Durante o julgamento desta terça-feira (15) em Brasília, a ministra Cármen Lúcia lamentou a crise no STF gerada pelas recentes denúncias envolvendo magistrados e o Banco Master. A magistrada afirmou que o tribunal provocou um "mal-estar cívico" na população. A declaração ocorreu na sessão que analisa a abertura de investigação contra o ministro Alexandre de Moraes por suposta ligação com o ex-banqueiro Daniel Vorcaro.
A ministra expressou profunda tristeza com o cenário atual, destacando que o papel do Judiciário deveria ser o de pacificar a sociedade, e não gerar intranquilidade. Para Cármen Lúcia, a espetacularização do caso prejudicou o debate público, especialmente em meio ao período eleitoral do país.
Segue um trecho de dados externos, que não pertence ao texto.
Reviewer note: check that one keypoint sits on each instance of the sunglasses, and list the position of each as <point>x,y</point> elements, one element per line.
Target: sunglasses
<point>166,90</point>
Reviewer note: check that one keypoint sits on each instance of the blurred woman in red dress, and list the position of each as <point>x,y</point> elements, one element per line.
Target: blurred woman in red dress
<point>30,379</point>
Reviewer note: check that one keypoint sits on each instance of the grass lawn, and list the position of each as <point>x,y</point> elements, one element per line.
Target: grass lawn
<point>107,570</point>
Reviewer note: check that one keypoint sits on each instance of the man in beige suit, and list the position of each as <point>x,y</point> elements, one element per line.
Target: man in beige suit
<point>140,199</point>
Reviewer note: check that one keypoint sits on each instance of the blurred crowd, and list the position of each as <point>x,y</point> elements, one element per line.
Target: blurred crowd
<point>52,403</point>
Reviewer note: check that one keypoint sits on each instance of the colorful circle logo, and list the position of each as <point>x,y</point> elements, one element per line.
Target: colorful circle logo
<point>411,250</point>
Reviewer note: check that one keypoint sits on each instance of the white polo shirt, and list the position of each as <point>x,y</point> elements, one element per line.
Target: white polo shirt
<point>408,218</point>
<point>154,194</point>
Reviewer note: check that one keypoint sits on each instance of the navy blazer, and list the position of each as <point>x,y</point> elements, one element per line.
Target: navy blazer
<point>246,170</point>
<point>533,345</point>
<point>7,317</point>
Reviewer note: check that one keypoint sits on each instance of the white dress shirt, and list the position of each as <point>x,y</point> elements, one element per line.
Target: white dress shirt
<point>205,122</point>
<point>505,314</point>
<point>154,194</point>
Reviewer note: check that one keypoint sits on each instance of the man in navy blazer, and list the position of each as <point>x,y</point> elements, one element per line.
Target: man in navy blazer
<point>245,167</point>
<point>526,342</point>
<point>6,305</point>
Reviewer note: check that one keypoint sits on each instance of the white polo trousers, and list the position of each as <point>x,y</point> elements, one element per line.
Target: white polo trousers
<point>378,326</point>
O julgamento acabou suspenso após um pedido de vista do ministro Flávio Dino, deixando a análise sem data de retorno. Até a interrupção, o placar estava em 4 a 3 a favor de votar separadamente as condutas de Moraes e do ministro André Mendonça, relator original do caso.
Acompanharam o voto do presidente do STF, Edson Fachin, pela separação das denúncias, os ministros Cármen Lúcia, Luiz Fux e o próprio Mendonça. Divergiram os ministros Gilmar Mendes, Cristiano Zanin e Alexandre de Moraes, que defendiam o julgamento conjunto.
Argumentação de Luiz Fux
O ministro Luiz Fux justificou seu voto favorável à separação dos casos apontando a ausência de conexão entre as petições. Segundo Fux, uma das representações trata de suposto abuso de autoridade de Mendonça, enquanto a outra envolve condutas atribuídas a Moraes, sem que haja inquérito penal em andamento.
Entenda a origem do conflito
As tensões internas começaram em 1º de setembro, quando André Mendonça retirou o sigilo de um relatório da Polícia Federal. O documento cita mensagens de Daniel Vorcaro que sugerem proximidade com Moraes, incluindo menções a um contrato de R$ 131 milhões com o escritório de advocacia da esposa de Moraes.
A Procuradoria-Geral da República (PGR) solicitou a anulação do relatório, alegando que Mendonça agiu de forma irregular ao avançar na investigação contra um colega de Corte sem aviso prévio. Em sua defesa, Moraes classificou o relatório como inconstitucional e negou qualquer irregularidade.
A contraofensiva de Moraes
Como reação, Alexandre de Moraes divulgou um documento sem assinatura da PF sugerindo que Mendonça teria direcionado investigações para atingir adversários políticos. Moraes pediu a abertura de investigação contra Mendonça por abuso de autoridade, com julgamento agendado por Fachin para 23 de setembro.